Katy

CHOPPED! (introducing my post-partum haircut!)

This is sort of rite of passage, right?

I scheduled a haircut for this weekend, and in the morning, as I was getting ready, I looked at my insanely long hair, and suddenly realized… I was sick of it.

It was as simple as that: the ends of my hair have been growing for about a decade, nearly untouched. After a terrible crop my freshman year of college, I’ve pretty much let my hair grow with just bare minimal trims twice a year.

But now that I’d grown my hair out to nearly waist-length, I found myself looking in the mirror and it just suddenly looked… wrong.

I don’t know how to say this except this way: it was like finding a Metrocard in my wallet after we’d moved out of Manhattan. I looked in the mirror and my hair looked like a relic from a different life. These days, my hair is almost never curled, straightened, or blown out. Sure, long locks look great when you have time to style them, but most of the time, I don’t. Throw in a heaping dose of inevitable postpartum hair changes (none of them good) and I was just done with my long hair.

So I went to my hair appointment and told my stylist to chop of a whopping six inches.

And the result is above! It’s still long, but it’s shorter than my hair has been in years (practically since the beginning of this blog) and I love it.

I wrote last week that one of my 2015 beauty resolutions was to take more risks, and this is me, putting my money where my mouth is. And this feels fresher than my hair has felt in years, easier to style, and just right for where my life is, at this exact moment.

And, hey, great minds think alike! My friend Jordan from Ramshackle Glam went all the way to a bob over the weekend! She looks completely amazing, but more importantly, I have to give you a snippet of her post on the transformation below.
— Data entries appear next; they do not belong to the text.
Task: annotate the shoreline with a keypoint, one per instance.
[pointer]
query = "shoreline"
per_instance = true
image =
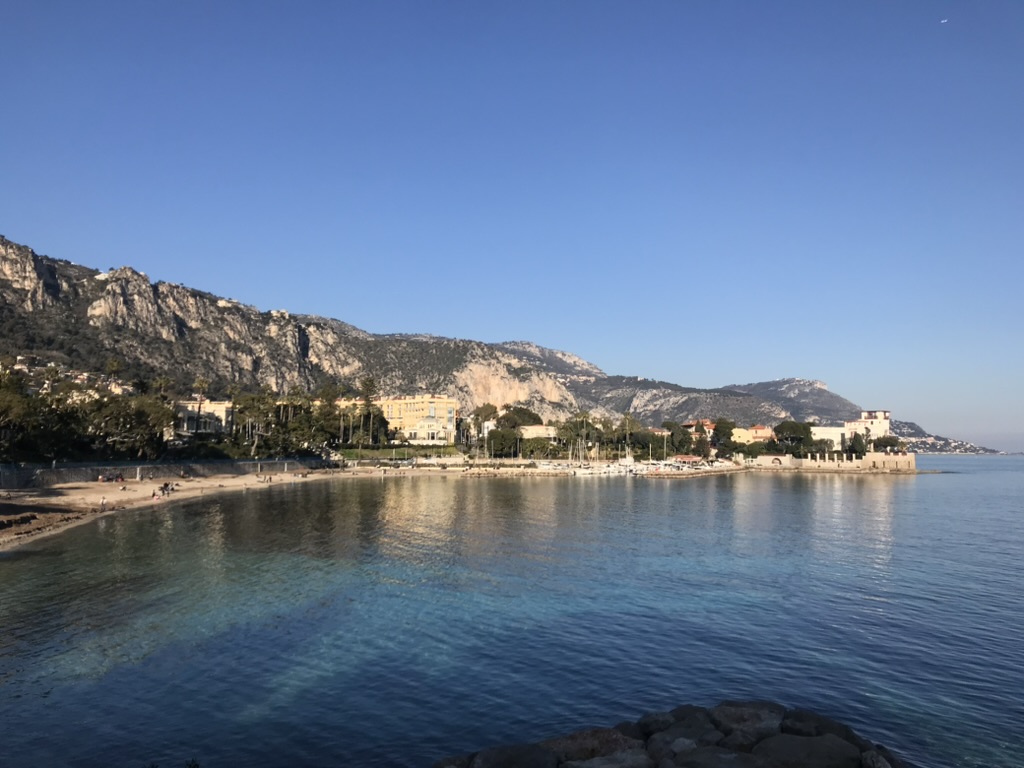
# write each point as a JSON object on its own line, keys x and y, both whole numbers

I love how she describes the experience of having long hair:

All those long curls were such a security blanket for me — if I felt shy or tired or not like my best self I could sort of fluff them around my face and make my hair be what people saw, not me. And now I don’t have anything to hide behind, so whatever’s on my face — happiness, exhaustion, worry, whatever – is right out there in the open. And I like that.

It feels honest.

If that’s not the best reason I’ve heard to chop off your hair, I don’t know what would be.